Tyr still didn't know why Harper had been taken, either. He had learned, much to his displeasure, that there was an offshoot of Drago-Kazov who sent more trade through this sector than he'd realized previously—a fact that no doubt influenced those dockworers' perceptions of him—and given that the Drago-Kasov had more information about Tyr than most...

He made himself relax his grip and turned the communicator again. His reviews of the bay cameras had confirmed that Harper's captors had been Squirgin, and while there were no doubt as many Squirgin as any other species willing to sell their own grandmothers for a coin no matter what his interviews with the dock workers had implied, there were currently no Nietzschean ships docked at this station.
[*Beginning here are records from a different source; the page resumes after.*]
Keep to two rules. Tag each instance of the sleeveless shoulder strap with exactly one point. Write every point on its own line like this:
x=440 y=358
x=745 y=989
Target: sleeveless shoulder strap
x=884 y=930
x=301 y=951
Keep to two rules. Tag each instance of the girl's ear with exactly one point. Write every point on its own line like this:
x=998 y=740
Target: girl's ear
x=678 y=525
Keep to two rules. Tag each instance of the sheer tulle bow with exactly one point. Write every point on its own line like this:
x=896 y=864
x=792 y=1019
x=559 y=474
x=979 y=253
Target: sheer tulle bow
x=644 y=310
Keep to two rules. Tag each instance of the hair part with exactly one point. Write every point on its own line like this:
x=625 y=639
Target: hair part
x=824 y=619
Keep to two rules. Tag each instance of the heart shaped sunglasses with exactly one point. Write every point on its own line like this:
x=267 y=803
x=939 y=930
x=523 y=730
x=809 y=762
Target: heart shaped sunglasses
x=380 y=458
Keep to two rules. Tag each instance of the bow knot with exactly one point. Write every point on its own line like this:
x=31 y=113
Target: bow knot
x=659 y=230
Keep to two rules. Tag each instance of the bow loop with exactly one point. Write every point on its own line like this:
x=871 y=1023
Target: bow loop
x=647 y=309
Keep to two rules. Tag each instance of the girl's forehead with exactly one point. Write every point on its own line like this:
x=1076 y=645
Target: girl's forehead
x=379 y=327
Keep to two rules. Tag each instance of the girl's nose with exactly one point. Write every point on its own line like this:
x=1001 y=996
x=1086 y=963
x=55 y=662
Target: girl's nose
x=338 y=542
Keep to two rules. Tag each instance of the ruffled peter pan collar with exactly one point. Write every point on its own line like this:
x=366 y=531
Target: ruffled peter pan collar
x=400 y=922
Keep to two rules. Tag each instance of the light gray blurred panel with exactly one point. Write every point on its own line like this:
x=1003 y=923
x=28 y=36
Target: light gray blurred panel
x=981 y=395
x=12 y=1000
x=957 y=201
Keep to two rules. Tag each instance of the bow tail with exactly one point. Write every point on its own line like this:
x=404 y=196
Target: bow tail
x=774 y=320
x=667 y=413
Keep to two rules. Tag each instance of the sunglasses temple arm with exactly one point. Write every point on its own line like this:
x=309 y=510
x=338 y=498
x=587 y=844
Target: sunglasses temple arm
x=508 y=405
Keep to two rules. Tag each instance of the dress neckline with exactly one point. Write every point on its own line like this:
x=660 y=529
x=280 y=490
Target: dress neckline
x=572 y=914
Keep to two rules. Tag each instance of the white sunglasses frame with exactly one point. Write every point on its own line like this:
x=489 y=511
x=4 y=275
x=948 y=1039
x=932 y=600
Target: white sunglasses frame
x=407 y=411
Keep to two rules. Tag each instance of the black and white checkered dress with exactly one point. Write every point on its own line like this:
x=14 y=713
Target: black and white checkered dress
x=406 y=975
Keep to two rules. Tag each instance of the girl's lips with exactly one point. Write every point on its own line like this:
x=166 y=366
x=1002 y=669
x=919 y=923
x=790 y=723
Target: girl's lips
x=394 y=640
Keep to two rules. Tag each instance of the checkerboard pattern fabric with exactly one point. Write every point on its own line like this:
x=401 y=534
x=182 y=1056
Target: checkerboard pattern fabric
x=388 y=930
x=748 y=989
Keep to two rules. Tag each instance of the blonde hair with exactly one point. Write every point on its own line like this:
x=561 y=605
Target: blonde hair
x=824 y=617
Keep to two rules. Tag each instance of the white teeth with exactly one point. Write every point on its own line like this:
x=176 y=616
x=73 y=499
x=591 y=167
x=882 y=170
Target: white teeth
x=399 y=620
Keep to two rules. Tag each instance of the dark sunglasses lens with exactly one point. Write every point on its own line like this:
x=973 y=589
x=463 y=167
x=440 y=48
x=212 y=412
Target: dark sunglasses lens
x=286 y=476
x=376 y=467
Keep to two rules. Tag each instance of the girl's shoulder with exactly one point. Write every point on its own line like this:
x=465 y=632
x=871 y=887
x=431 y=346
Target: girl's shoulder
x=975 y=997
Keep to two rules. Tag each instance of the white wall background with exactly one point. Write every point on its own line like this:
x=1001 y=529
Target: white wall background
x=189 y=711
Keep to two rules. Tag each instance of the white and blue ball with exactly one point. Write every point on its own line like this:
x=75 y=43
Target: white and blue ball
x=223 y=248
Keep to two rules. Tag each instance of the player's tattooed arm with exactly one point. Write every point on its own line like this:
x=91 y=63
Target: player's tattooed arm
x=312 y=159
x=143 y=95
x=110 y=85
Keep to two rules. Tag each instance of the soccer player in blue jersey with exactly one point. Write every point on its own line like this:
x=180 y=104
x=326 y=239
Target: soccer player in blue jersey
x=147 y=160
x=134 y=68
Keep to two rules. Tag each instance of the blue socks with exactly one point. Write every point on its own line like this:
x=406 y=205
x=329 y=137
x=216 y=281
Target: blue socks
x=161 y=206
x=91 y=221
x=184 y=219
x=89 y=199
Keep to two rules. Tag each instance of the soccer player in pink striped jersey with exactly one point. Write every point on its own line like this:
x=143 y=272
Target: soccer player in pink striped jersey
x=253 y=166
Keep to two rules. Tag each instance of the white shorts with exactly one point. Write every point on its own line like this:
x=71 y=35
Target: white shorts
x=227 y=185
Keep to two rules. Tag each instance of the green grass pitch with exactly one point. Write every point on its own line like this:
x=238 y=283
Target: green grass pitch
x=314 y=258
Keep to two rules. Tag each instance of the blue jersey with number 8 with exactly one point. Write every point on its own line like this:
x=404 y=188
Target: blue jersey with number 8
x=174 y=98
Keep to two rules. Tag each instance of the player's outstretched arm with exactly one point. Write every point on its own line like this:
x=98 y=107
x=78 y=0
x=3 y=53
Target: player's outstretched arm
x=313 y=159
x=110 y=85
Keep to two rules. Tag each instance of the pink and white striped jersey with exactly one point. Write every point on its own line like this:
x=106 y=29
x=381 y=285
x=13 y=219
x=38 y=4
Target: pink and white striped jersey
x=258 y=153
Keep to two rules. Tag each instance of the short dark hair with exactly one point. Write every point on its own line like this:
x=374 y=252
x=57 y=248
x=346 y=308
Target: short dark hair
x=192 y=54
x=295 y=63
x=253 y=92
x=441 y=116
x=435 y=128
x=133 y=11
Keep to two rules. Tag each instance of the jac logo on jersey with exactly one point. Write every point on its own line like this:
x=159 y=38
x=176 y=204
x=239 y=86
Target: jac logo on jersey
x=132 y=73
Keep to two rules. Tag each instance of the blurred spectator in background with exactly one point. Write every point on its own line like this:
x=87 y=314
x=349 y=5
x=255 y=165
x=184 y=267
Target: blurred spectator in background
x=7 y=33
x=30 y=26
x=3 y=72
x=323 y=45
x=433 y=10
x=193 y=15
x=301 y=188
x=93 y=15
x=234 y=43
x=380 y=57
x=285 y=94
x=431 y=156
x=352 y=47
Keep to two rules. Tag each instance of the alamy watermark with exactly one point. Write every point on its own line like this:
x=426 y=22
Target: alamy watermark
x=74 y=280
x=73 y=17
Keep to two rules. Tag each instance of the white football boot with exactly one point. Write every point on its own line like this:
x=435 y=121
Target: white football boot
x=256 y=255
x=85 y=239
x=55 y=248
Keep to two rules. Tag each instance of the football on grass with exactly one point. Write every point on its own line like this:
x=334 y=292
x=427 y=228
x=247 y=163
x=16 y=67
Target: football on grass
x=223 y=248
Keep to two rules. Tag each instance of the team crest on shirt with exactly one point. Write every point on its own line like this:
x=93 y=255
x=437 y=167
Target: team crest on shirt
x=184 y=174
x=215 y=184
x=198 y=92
If Harper had been taken to further a Drago-Kazov agenda, he still had some time. Harper still had some time since that gas they'd dosed him with had to have worn off by now, even with his questionable immune system, and Harper wasn't one to be passive when he was displeased. And if the primary function of this communicator didn't seem to be very useful at the moment, he was very certain that it had more capabilities than the offhand list that Harper had given him. If only because the odds of something like locator beacon functionality not occurring to Harper were next to nonexistent.

Unfortunately that led back to his original problem because Tyr wasn't a mad little genius, and Harper certainly hadn't done anything useful like leave a manual behind. Knowing him there was no manual and he'd just put parts together as he went until he had what he wanted. Tyr had already scanned the thing, but thus far he didn't have more than a guess as to what most of the circuitry did.

He tapped it with his thumb lightly. "Where are you, little man?"